I had only written one game using this interface, and I had no time pressure, so the evident syntactic noise was bearable. However, I made the second game in a 48-hour game jam, so this repetition became unacceptable. The solution I came to was a variadic template, with the resulting interface:

Entity e = ecs.newEntity();
ecs.addComponents(e, Position{10, 10}, Velocity{5, 5}, Rotation{45.0f});

Variadic templates work by generating code at compile time. The key language features that make addComponents work are the ... syntax and std::tuple. addComponents is a recursive function. Each recursive call handles one (value), and has access to its type through Component, which can be used in the calls to addComponent and getComponent.

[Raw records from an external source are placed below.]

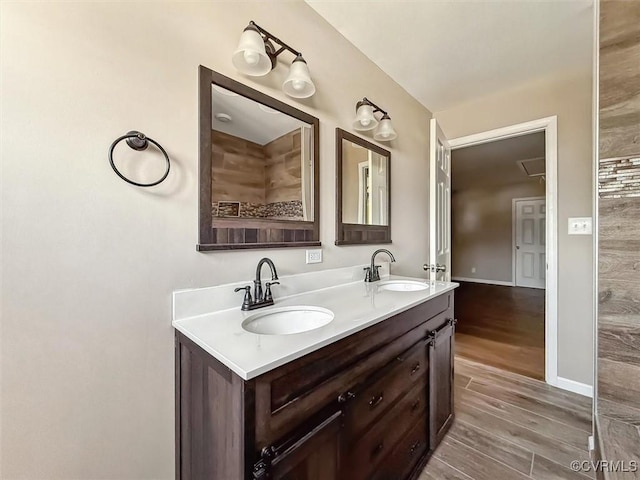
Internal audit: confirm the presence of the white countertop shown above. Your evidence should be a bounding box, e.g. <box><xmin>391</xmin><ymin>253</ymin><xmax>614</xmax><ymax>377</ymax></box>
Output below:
<box><xmin>172</xmin><ymin>276</ymin><xmax>458</xmax><ymax>380</ymax></box>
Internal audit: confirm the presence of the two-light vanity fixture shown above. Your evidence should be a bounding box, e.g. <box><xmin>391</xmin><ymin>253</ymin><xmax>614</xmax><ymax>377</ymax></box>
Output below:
<box><xmin>232</xmin><ymin>20</ymin><xmax>316</xmax><ymax>98</ymax></box>
<box><xmin>353</xmin><ymin>97</ymin><xmax>398</xmax><ymax>142</ymax></box>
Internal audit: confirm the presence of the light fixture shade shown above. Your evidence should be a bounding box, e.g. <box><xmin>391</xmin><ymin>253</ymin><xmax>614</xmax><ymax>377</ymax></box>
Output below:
<box><xmin>373</xmin><ymin>114</ymin><xmax>398</xmax><ymax>142</ymax></box>
<box><xmin>282</xmin><ymin>55</ymin><xmax>316</xmax><ymax>98</ymax></box>
<box><xmin>353</xmin><ymin>102</ymin><xmax>378</xmax><ymax>132</ymax></box>
<box><xmin>232</xmin><ymin>25</ymin><xmax>273</xmax><ymax>77</ymax></box>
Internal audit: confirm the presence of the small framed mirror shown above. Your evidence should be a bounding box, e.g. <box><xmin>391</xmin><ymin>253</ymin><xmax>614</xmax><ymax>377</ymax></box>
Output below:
<box><xmin>197</xmin><ymin>66</ymin><xmax>320</xmax><ymax>251</ymax></box>
<box><xmin>336</xmin><ymin>128</ymin><xmax>391</xmax><ymax>245</ymax></box>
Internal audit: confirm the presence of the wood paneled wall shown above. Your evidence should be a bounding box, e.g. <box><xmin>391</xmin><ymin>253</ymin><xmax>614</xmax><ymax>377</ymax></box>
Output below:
<box><xmin>211</xmin><ymin>130</ymin><xmax>302</xmax><ymax>204</ymax></box>
<box><xmin>596</xmin><ymin>0</ymin><xmax>640</xmax><ymax>466</ymax></box>
<box><xmin>211</xmin><ymin>130</ymin><xmax>265</xmax><ymax>203</ymax></box>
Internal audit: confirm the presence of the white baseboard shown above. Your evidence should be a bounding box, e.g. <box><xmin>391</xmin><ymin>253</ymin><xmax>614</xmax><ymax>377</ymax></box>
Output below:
<box><xmin>556</xmin><ymin>377</ymin><xmax>593</xmax><ymax>398</ymax></box>
<box><xmin>451</xmin><ymin>277</ymin><xmax>513</xmax><ymax>287</ymax></box>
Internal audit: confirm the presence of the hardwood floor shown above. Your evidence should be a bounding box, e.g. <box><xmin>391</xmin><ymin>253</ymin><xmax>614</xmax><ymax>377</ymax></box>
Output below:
<box><xmin>455</xmin><ymin>282</ymin><xmax>545</xmax><ymax>380</ymax></box>
<box><xmin>419</xmin><ymin>358</ymin><xmax>595</xmax><ymax>480</ymax></box>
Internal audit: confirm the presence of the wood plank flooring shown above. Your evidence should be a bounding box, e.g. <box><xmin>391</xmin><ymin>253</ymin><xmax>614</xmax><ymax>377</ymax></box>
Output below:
<box><xmin>455</xmin><ymin>282</ymin><xmax>545</xmax><ymax>380</ymax></box>
<box><xmin>419</xmin><ymin>358</ymin><xmax>595</xmax><ymax>480</ymax></box>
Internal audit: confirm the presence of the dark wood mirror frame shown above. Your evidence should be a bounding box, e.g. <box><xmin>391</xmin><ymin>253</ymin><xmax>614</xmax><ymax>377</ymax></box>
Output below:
<box><xmin>197</xmin><ymin>65</ymin><xmax>321</xmax><ymax>251</ymax></box>
<box><xmin>336</xmin><ymin>128</ymin><xmax>391</xmax><ymax>245</ymax></box>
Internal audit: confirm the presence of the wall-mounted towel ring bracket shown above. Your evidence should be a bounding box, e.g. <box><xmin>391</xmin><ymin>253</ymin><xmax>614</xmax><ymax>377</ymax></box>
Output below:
<box><xmin>109</xmin><ymin>130</ymin><xmax>171</xmax><ymax>187</ymax></box>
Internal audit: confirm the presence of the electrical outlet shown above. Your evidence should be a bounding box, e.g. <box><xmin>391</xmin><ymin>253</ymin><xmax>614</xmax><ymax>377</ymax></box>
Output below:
<box><xmin>569</xmin><ymin>217</ymin><xmax>593</xmax><ymax>235</ymax></box>
<box><xmin>306</xmin><ymin>248</ymin><xmax>322</xmax><ymax>263</ymax></box>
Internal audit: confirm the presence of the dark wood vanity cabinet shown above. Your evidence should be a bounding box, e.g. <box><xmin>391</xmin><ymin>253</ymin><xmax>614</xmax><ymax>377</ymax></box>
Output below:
<box><xmin>176</xmin><ymin>292</ymin><xmax>455</xmax><ymax>480</ymax></box>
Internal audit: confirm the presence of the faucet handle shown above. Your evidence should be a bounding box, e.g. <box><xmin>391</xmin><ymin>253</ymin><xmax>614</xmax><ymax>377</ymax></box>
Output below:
<box><xmin>264</xmin><ymin>282</ymin><xmax>280</xmax><ymax>302</ymax></box>
<box><xmin>234</xmin><ymin>285</ymin><xmax>253</xmax><ymax>310</ymax></box>
<box><xmin>363</xmin><ymin>267</ymin><xmax>371</xmax><ymax>282</ymax></box>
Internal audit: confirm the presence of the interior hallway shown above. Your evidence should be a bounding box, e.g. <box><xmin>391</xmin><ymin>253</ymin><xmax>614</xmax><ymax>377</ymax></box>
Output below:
<box><xmin>419</xmin><ymin>358</ymin><xmax>595</xmax><ymax>480</ymax></box>
<box><xmin>455</xmin><ymin>282</ymin><xmax>545</xmax><ymax>380</ymax></box>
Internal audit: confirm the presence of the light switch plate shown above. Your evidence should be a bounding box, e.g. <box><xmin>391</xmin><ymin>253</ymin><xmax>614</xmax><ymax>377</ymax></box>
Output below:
<box><xmin>569</xmin><ymin>217</ymin><xmax>593</xmax><ymax>235</ymax></box>
<box><xmin>306</xmin><ymin>248</ymin><xmax>322</xmax><ymax>263</ymax></box>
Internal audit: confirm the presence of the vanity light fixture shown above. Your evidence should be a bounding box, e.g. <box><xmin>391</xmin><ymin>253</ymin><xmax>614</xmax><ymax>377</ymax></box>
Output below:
<box><xmin>232</xmin><ymin>20</ymin><xmax>316</xmax><ymax>98</ymax></box>
<box><xmin>353</xmin><ymin>97</ymin><xmax>398</xmax><ymax>142</ymax></box>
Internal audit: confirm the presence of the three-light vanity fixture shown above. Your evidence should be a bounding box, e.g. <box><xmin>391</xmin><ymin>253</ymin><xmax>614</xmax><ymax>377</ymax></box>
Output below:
<box><xmin>232</xmin><ymin>20</ymin><xmax>316</xmax><ymax>98</ymax></box>
<box><xmin>353</xmin><ymin>97</ymin><xmax>398</xmax><ymax>142</ymax></box>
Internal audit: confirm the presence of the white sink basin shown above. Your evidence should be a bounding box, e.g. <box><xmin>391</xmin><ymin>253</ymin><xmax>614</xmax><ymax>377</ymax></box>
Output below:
<box><xmin>378</xmin><ymin>280</ymin><xmax>429</xmax><ymax>292</ymax></box>
<box><xmin>242</xmin><ymin>306</ymin><xmax>333</xmax><ymax>335</ymax></box>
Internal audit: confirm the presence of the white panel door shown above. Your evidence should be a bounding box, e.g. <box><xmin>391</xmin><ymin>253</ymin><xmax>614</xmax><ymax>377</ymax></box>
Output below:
<box><xmin>429</xmin><ymin>118</ymin><xmax>451</xmax><ymax>282</ymax></box>
<box><xmin>514</xmin><ymin>198</ymin><xmax>547</xmax><ymax>288</ymax></box>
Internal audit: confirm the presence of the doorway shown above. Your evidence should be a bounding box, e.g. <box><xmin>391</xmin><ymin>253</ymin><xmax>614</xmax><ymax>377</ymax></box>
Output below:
<box><xmin>440</xmin><ymin>116</ymin><xmax>558</xmax><ymax>385</ymax></box>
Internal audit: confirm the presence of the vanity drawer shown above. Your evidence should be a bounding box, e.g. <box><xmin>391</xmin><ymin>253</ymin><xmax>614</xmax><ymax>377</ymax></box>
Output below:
<box><xmin>254</xmin><ymin>293</ymin><xmax>453</xmax><ymax>450</ymax></box>
<box><xmin>345</xmin><ymin>382</ymin><xmax>427</xmax><ymax>480</ymax></box>
<box><xmin>368</xmin><ymin>414</ymin><xmax>427</xmax><ymax>480</ymax></box>
<box><xmin>345</xmin><ymin>341</ymin><xmax>428</xmax><ymax>439</ymax></box>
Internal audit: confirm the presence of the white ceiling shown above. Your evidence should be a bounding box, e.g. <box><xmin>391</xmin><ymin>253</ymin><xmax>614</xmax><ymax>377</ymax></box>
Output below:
<box><xmin>451</xmin><ymin>132</ymin><xmax>545</xmax><ymax>191</ymax></box>
<box><xmin>305</xmin><ymin>0</ymin><xmax>593</xmax><ymax>112</ymax></box>
<box><xmin>211</xmin><ymin>85</ymin><xmax>307</xmax><ymax>145</ymax></box>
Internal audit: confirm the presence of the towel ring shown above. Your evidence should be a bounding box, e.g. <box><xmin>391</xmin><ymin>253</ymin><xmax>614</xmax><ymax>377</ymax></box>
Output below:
<box><xmin>109</xmin><ymin>130</ymin><xmax>171</xmax><ymax>187</ymax></box>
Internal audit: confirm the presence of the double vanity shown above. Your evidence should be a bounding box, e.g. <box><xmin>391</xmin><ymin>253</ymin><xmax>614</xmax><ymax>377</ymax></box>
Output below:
<box><xmin>173</xmin><ymin>266</ymin><xmax>457</xmax><ymax>480</ymax></box>
<box><xmin>181</xmin><ymin>61</ymin><xmax>457</xmax><ymax>480</ymax></box>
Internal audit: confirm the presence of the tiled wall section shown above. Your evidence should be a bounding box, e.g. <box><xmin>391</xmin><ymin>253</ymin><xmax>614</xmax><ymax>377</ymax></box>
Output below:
<box><xmin>598</xmin><ymin>158</ymin><xmax>640</xmax><ymax>198</ymax></box>
<box><xmin>211</xmin><ymin>130</ymin><xmax>303</xmax><ymax>220</ymax></box>
<box><xmin>211</xmin><ymin>200</ymin><xmax>304</xmax><ymax>220</ymax></box>
<box><xmin>596</xmin><ymin>0</ymin><xmax>640</xmax><ymax>466</ymax></box>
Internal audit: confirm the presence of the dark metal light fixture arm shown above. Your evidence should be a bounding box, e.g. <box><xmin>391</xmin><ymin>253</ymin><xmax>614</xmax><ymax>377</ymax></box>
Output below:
<box><xmin>249</xmin><ymin>20</ymin><xmax>302</xmax><ymax>57</ymax></box>
<box><xmin>362</xmin><ymin>97</ymin><xmax>389</xmax><ymax>115</ymax></box>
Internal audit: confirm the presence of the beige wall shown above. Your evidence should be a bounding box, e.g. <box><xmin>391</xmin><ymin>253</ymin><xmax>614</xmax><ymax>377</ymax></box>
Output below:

// Terminating case for variadic addComponents
inline auto addComponents(Entity e) {
  std::ignore = e;
  return std::tuple<>{};
}

// Variadic template to add components.
template <typename Component, typename... OtherComponents>
inline auto addComponents(Entity e, Component value,
                          OtherComponents... others) {
  addComponent<Component>(e);
  auto &component = getComponent<Component>(e);
  component = value;
  return std::tuple_cat(std::tuple<Component &>{component},
                        addComponents(e, others...));
}

What is strange is that this isn’t really run-time recursion, since separate code is generated which operates on the remaining components (others...). As you can see, a separate definition of addComponents that takes no parameters is defined to serve as the base case for what I can best describe as compile-time recursion! I found this solution of having a base case definition reminiscent of recursive definitions in Haskell.